“We Wish Spiritually to Annex Athens”: Archaeology, Americans, and the Greek World in the Late 19th Century

Friday, January 6, 2023: 11:10 AM
Regency Ballroom A (Loews Philadelphia Hotel)
Andrew W. Bell, Amherst College
On April 14, 1887, James Russell Lowell, an avid supporter of the American School of Classical Studies at Athens (ASCSA), expressed the sentiments of a sympathetic crowd by declaring “We wish spiritually to annex Athens.” This mission, inaugurated five years earlier with the ASCSA’s founding, entailed a renewed American interest and a growing American presence in the Greek capital that dovetailed with new U.S. diplomatic prerogatives, other nations’ archaeological ambitions, and local nationalists’ attempts to retain control over access to classical antiquities. But why did the Greek past spark so much interest among Americans in the late nineteenth century? How did Americans who travelled to Athens imagine and navigate this complex social, political, and cultural terrain? And how do the creation and activities of the ASCSA help us understand Americans’ engagement with the world prior to the twentieth century?
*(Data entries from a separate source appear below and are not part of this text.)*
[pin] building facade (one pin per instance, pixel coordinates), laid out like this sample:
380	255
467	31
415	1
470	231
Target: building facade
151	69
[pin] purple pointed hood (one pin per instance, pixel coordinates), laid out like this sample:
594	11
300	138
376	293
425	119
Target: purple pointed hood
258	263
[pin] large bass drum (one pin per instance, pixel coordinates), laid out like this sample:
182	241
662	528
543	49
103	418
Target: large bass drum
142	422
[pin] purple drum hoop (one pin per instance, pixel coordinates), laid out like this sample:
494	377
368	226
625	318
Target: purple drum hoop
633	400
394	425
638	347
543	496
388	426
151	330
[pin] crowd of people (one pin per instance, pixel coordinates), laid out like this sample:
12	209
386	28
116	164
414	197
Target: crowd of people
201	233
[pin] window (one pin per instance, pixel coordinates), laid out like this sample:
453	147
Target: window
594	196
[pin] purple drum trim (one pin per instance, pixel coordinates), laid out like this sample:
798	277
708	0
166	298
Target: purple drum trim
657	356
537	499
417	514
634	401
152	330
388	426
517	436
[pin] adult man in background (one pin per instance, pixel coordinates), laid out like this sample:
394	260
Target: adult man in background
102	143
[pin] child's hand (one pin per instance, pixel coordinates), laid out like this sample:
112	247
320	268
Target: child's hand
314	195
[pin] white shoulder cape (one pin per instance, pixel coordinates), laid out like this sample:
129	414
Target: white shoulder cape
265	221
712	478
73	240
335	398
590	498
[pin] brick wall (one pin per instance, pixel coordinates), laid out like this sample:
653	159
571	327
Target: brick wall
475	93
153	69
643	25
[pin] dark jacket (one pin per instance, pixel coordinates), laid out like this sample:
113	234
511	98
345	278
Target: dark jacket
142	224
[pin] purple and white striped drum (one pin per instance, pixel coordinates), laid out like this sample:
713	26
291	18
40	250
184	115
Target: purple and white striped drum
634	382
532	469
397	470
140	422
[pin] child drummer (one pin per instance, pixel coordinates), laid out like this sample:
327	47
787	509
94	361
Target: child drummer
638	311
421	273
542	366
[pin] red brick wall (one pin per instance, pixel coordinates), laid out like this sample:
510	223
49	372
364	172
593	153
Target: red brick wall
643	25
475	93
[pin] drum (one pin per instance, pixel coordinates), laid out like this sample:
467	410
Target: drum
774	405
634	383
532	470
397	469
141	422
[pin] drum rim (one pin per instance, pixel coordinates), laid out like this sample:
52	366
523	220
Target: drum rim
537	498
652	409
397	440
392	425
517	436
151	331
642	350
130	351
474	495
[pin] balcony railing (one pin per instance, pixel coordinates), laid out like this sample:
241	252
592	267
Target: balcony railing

Using records from the archives of the Archaeological Institute of America and the ASCSA, this paper argues that the American archaeological community, motivated by a desire to compete with their Western European counterparts in uncovering and extolling the glories of a bygone civilization, established themselves as part of a transnational/transimperial network of scientists, devoted to the promotion of a shared past, that marginalized local experts and aspirations. Their undertakings, aided by representatives of the U.S. government, forged new American interests and investments in the Mediterranean world and laid the groundwork for deeper relationships between scientists and the state and for similar projects in other parts of the globe.